それはうまく相手DFの間を抜け、かおりの足元に届いた。しかし、その位置もシュートを狙うには遠く、角度もあり難しかった。しかし、であるにもかかわらず、かおりは何の躊躇もなく、ワンタッチでそのままおもいっきりシュートを打った。
「おおっ」
その判断の潔さと、狙いの意外性に観衆から、声が漏れる。
難しい角度で少し距離があり、しかも横からの速い難しいボールであるにもかかわらず、かおりはしっかりとそのボールを足に当てた。かおりは身長が大きい割に、本当にゴール前での足元のシュート技術は高かった。
「おおおっ」
観衆から更に大きな声が上がった。かおりの放ったシュートは、ゴール右隅上に向かって巻きながらキレイな弾道で飛んでいく。

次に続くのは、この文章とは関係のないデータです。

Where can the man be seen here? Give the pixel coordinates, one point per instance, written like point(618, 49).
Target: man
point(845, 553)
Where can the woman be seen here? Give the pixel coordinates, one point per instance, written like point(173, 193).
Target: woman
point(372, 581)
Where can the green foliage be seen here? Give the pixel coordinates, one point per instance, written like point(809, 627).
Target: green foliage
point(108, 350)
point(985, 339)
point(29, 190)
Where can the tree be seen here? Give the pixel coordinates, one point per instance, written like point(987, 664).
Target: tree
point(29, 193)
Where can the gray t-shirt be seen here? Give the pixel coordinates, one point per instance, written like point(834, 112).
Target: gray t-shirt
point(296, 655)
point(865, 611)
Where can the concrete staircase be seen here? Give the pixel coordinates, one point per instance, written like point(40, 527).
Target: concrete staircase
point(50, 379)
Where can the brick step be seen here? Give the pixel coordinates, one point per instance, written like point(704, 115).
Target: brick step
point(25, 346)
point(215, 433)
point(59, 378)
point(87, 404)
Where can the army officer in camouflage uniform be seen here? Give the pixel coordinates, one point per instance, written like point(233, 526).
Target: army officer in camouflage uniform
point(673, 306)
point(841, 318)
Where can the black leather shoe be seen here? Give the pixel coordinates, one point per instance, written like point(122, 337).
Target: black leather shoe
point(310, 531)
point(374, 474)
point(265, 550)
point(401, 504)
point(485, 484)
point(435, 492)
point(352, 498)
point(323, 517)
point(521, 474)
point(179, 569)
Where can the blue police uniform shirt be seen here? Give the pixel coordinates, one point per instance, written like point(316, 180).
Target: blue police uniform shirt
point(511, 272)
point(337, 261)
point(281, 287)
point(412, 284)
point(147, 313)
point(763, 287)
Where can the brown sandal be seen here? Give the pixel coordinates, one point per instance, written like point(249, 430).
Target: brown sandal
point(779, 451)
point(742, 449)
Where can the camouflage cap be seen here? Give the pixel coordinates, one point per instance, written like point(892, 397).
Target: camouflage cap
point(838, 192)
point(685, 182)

観衆も繭たちベンチメンバーも、ピッチの敵味方の選手たちもその弾道をスローモーションのように見つめる。
そして、
「やったぁ」
繭はベンチで立ち上がり飛び上がった。かおりのシュートは見事狙った通りゴール右上隅のボール一個分の隙間に収まるようにきれいに決まった。これには、相手ゴールキーパーもどうしようもなかった。
「おおおおっ」
シュートの見事さに、少ないながら観衆から大きな拍手と歓声が溢れるように起こった。
かおりは強みのシュートの巧みさで、ゴール右上ぎりぎりに、シュートを見事叩き込んだ。
「やった、やったぁ」
ベンチでは繭以下、今日は同じくベンチスタートの志穂と信子さんとたかしとが抱き合って飛び上がるようにして喜び合った。
金城は一点返した。一瞬の隙を突いた、素晴らしいゴールだった。
「かおりちゃん、すご~い」
繭は興奮して飛び跳ねながら思わず手を叩く。今までの沈滞したムードを一気に吹き飛ばす本当に素晴らしいゴールだった。
ピッチの選手全員がかおりの下に集まり、その全身を叩き、手荒い祝福を送る。
「お前は天才、天才」
野田と仲田がそう叫びながら、バシバシとかおりを叩く。かおりは味方選手にもみくちゃにされながら、笑顔でそれを受けている。
「よくやった」
宮間もかおりに近寄りその高い位置にある背中を叩く。宮間もご満悦だった。
「いける。いける」
ベンチの繭もさっきまでの落ち込みはどこへやら、興奮し拳に力が入っていた。